The United States on Tuesday offered North Korea an online welcome to Twitter but warned the reclusive regime it might wind up with more than it bargained for entering the connected world.


The US State Department's chief spokesman, Philip Crowley, turned to his own account on the popular micro-blogging site to "welcome North Korea to Twitter and the networked world."

But Crowley told North Korea -- whose tweets have so far consisted of links to its famously strident anti-US and anti-Seoul statements -- that "we use Twitter to connect, to inform and to debate."

"The North Korean government has joined Twitter, but is it prepared to allow its citizens to be connected as well?" Crowley said in another tweet.

"The Hermit Kingdom will not change overnight, but technology once introduced can't be shut down. Just ask Iran," he wrote.

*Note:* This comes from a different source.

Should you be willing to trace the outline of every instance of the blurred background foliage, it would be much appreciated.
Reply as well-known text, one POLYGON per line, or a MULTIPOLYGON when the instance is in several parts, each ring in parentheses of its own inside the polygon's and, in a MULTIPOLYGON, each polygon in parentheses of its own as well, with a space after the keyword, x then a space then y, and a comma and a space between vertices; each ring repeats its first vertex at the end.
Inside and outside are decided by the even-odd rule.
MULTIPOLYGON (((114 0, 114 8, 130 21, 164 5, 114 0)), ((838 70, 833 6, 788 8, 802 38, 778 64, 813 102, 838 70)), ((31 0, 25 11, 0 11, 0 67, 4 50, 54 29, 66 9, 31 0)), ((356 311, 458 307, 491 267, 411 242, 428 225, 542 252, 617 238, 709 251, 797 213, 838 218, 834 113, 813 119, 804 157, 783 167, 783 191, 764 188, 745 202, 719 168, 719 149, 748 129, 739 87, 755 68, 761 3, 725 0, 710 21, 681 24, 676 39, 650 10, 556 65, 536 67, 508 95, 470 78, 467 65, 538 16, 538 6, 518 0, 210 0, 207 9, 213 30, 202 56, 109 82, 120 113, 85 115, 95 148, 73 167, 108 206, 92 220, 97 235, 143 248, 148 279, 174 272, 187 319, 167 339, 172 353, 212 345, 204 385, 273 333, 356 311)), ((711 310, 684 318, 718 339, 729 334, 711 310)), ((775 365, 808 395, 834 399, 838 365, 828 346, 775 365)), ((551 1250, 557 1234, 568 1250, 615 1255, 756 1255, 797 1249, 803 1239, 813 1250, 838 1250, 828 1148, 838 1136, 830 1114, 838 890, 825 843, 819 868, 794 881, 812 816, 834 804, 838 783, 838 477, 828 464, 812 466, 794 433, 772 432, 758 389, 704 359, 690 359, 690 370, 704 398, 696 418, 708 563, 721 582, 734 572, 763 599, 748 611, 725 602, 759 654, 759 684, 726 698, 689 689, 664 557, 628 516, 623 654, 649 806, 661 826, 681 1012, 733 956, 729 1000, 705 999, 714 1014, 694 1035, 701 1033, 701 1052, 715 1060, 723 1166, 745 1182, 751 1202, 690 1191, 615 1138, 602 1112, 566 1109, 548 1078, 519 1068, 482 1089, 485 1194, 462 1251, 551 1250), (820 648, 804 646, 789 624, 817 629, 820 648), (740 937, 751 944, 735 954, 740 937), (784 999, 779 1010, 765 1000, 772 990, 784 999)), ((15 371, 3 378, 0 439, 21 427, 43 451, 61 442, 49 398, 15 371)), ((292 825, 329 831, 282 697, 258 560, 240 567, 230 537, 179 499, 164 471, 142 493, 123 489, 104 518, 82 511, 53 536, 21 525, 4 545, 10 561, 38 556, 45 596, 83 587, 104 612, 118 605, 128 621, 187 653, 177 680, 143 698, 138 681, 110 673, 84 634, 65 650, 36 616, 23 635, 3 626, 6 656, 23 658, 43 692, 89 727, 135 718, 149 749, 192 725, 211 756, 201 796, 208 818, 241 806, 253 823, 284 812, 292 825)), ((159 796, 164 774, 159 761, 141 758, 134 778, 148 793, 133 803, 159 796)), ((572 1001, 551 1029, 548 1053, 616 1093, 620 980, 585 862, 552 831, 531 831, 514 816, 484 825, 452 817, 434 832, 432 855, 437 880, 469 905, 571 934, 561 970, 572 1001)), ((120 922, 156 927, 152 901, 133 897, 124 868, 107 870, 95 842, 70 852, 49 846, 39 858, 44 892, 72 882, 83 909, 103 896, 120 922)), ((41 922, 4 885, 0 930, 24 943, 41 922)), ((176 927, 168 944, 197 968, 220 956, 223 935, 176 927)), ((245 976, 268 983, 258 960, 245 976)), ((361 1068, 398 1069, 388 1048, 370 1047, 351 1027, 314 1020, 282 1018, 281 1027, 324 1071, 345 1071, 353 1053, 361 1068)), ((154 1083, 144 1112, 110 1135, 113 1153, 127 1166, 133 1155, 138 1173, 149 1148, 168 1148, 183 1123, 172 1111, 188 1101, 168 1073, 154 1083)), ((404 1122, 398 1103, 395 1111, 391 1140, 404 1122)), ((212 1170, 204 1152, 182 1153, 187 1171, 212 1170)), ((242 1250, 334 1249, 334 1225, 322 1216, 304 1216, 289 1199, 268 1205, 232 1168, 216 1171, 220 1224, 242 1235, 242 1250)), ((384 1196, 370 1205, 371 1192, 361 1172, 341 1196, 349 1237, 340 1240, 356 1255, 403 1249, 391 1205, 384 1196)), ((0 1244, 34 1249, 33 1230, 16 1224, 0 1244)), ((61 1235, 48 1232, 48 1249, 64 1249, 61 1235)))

It was a pointed reference to last year's major street protests to Iran, where opponents of the hardline theocratic regime organized and distributed footage of banned demonstrations through Twitter and other new technology.

North Korea, one of the world's most controlled states, is believed to have an elite unit of hackers but few of its citizens have access to a computer, let alone the Internet.

But, even if it is only for curiosity value, Pyongyang's Twitter account -- which is only in Korean -- has rapidly attracted followers.

As of early afternoon Tuesday in Washington, North Korea's account, @uriminzok, had some 4,600 followers -- about 1,000 more than Crowley had at @pjcrowley.